12.1 RETURN. On the Expiry Date or redelivery of the Engine pursuant to Section
     13.2 (RIGHTS AND REMEDIES) or termination of the leasing of the Engine
     under the Lease, Lessee will, unless an Event of Loss has occurred or
     Lessee shall have purchased the Engine pursuant to any purchase option set
     forth in the Lease, redeliver the Engine and the Engine Documents at
     Lessee's expense to Lessor at the Redelivery Location, in accordance with
     the procedures and in compliance with the conditions set forth in Schedule
     6 (PROCEDURES AND OPERATING CONDITION AT REDELIVERY), free and clear of all
     Security Interests (other than Lessor Liens) and in a condition qualifying
     for and having a valid and fully effective FAA Form 8130-3.

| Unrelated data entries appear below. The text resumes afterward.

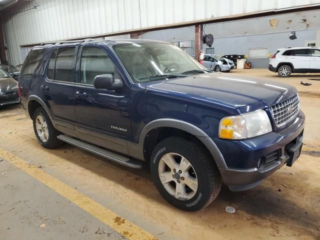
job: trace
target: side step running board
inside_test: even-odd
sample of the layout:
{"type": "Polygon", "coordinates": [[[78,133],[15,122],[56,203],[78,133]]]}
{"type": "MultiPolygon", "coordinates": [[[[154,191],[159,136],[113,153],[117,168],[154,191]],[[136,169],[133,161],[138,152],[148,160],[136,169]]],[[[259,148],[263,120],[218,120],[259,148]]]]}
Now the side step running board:
{"type": "Polygon", "coordinates": [[[65,142],[72,145],[78,146],[84,150],[86,150],[122,165],[130,166],[132,168],[142,168],[142,167],[143,162],[140,162],[138,160],[134,160],[128,158],[125,156],[107,151],[104,149],[91,145],[90,144],[70,136],[62,134],[57,136],[56,138],[62,141],[65,142]]]}

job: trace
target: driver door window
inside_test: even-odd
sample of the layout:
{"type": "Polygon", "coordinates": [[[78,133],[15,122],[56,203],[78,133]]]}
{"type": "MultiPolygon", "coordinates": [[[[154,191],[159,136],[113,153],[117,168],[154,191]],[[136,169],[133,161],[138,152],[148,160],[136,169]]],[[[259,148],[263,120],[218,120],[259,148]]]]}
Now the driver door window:
{"type": "Polygon", "coordinates": [[[101,48],[84,47],[81,57],[80,83],[94,85],[96,76],[102,74],[114,76],[114,65],[101,48]]]}

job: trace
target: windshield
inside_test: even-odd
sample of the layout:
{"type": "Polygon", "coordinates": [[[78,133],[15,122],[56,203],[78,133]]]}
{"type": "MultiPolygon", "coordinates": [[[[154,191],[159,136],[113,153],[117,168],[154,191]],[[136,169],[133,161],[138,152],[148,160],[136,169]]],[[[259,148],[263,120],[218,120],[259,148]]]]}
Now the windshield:
{"type": "Polygon", "coordinates": [[[170,44],[120,44],[113,48],[136,83],[208,72],[182,50],[170,44]]]}
{"type": "Polygon", "coordinates": [[[2,64],[2,65],[0,65],[0,67],[1,67],[2,68],[7,72],[9,72],[10,74],[20,72],[18,69],[16,68],[14,66],[12,66],[10,65],[2,64]]]}
{"type": "Polygon", "coordinates": [[[0,78],[9,78],[9,76],[6,72],[4,71],[2,69],[0,68],[0,78]]]}

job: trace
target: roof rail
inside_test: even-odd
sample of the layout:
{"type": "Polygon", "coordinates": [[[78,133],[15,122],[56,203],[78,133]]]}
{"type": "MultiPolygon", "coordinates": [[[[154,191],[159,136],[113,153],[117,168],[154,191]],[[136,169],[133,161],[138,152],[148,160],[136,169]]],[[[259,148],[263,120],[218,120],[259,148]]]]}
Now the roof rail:
{"type": "Polygon", "coordinates": [[[66,41],[58,41],[58,42],[42,42],[41,44],[42,46],[46,45],[48,44],[54,44],[54,45],[58,45],[60,44],[72,44],[76,42],[90,42],[94,40],[94,39],[92,38],[86,38],[82,39],[82,40],[66,40],[66,41]]]}

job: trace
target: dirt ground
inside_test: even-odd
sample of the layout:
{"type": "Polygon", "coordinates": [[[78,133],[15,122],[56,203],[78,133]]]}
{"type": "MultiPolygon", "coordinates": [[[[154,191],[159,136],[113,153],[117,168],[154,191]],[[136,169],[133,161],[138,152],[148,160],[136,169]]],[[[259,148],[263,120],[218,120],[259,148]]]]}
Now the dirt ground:
{"type": "MultiPolygon", "coordinates": [[[[262,184],[247,191],[232,192],[224,186],[214,202],[198,212],[184,212],[168,204],[157,192],[146,170],[123,167],[68,144],[52,150],[41,147],[34,136],[32,120],[26,118],[18,105],[0,108],[0,148],[22,158],[26,164],[40,167],[160,239],[320,240],[320,81],[308,79],[320,79],[320,74],[298,74],[282,78],[268,70],[254,69],[238,70],[224,74],[254,76],[295,86],[306,117],[304,144],[301,156],[292,167],[284,166],[262,184]],[[301,81],[312,85],[304,86],[301,81]],[[226,213],[226,206],[234,208],[236,212],[226,213]]],[[[80,209],[65,208],[58,214],[66,220],[62,223],[57,222],[58,214],[54,212],[58,210],[41,206],[44,204],[42,202],[49,200],[47,198],[57,196],[44,194],[45,190],[38,190],[38,184],[32,182],[36,180],[30,180],[32,182],[28,187],[44,201],[35,200],[33,208],[48,218],[46,229],[48,232],[40,232],[38,224],[33,222],[38,220],[31,218],[34,216],[34,213],[24,212],[22,208],[26,198],[32,200],[34,197],[22,194],[26,182],[20,181],[18,176],[23,174],[14,174],[20,170],[7,164],[5,159],[0,162],[0,172],[7,172],[0,175],[0,239],[18,239],[16,237],[23,236],[27,230],[28,239],[44,239],[46,234],[55,231],[58,231],[61,239],[82,239],[83,234],[86,234],[84,239],[104,239],[102,238],[104,235],[95,234],[98,232],[96,224],[101,225],[101,222],[88,220],[83,224],[84,232],[78,231],[76,222],[70,224],[70,218],[72,221],[78,218],[80,209]],[[4,184],[4,180],[10,183],[4,184]],[[10,200],[12,196],[14,201],[10,200]],[[16,209],[10,211],[14,207],[16,209]],[[26,216],[31,220],[28,223],[23,220],[26,216]],[[68,228],[57,228],[58,225],[68,224],[68,228]],[[14,230],[15,234],[10,232],[14,230]],[[77,234],[72,235],[76,232],[77,234]],[[38,235],[32,235],[36,232],[38,235]]],[[[113,236],[109,236],[110,238],[118,238],[113,236]]]]}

12.2 NON-COMPLIANCE. If at the time of Final Inspection Lessee has not fully
     complied with any of its obligations under the Lease (including SCHEDULE 6
     (PROCEDURES AND OPERATING CONDITION AT REDELIVERY)), or Lessee fails to
     make the Engine available to Lessor on a timely basis for inspection and
     redelivery pursuant to Section 12.1 (RETURN) and such SCHEDULE 6 (whether
     such failure is due to any act or omission of Lessee or any other
     circumstance whatsoever), the Term shall be extended until the time when
     the Engine has been redelivered to Lessor in full compliance with the
     Lease, for the sole purpose of enabling such non-compliance or failure to
     be promptly rectified, and during such extension period:

     (a)  Lessee shall not use the Engine in flight operations except those
          related directly to the redelivery of the Engine to Lessor or the
          performance of Lessee's obligations in connection therewith;

     (b)  all Lessee's obligations and covenants under the Lease will remain in
          full force until Lessee so redelivers the Engine; and

     (c)  Lessee shall pay Rent to Lessor at a rate per month equal [*],
          calculated on a per diem basis; provided, however, that Lessee shall
          not be responsible for Lessor's failure to accept return of the Engine
          and the Engine Documents in accordance with the requirements hereof in
          a timely manner or for any Rent with respect to periods after Lessee
          has tendered the Engine and the Engine Documents for return in
          accordance with the Lease, provided, however that if Lessor's
          inspection of the Engine and the Engine Documents, which inspection
          shall be conducted in good faith and timely manner, reveals any
          discrepancy from the condition required by the provisions of this
          Section 12 and Schedule 6 hereof, Lessee shall continue to pay
          Rent in accordance with Section 12.2(c) until the Engine and the
          Engine Documents are returned to the Lessor in accordance with the
          Lease.

     Any such extension shall not prejudice Lessor's right to treat such
     non-compliance or failure as an Event of Default at any time, and to
     enforce such rights and remedies as may be available to Lessor in respect
     thereof under the terms of the Lease or applicable Law. Without limiting
     the generality of the foregoing, Lessee's Rent obligation under paragraph
     (c) above shall be without

                                      -36-
<Page>

     prejudice to Lessor's rights to terminate the letting of the Engine and to
     recovery of damages pursuant to Section 13.2 (RIGHTS AND REMEDIES).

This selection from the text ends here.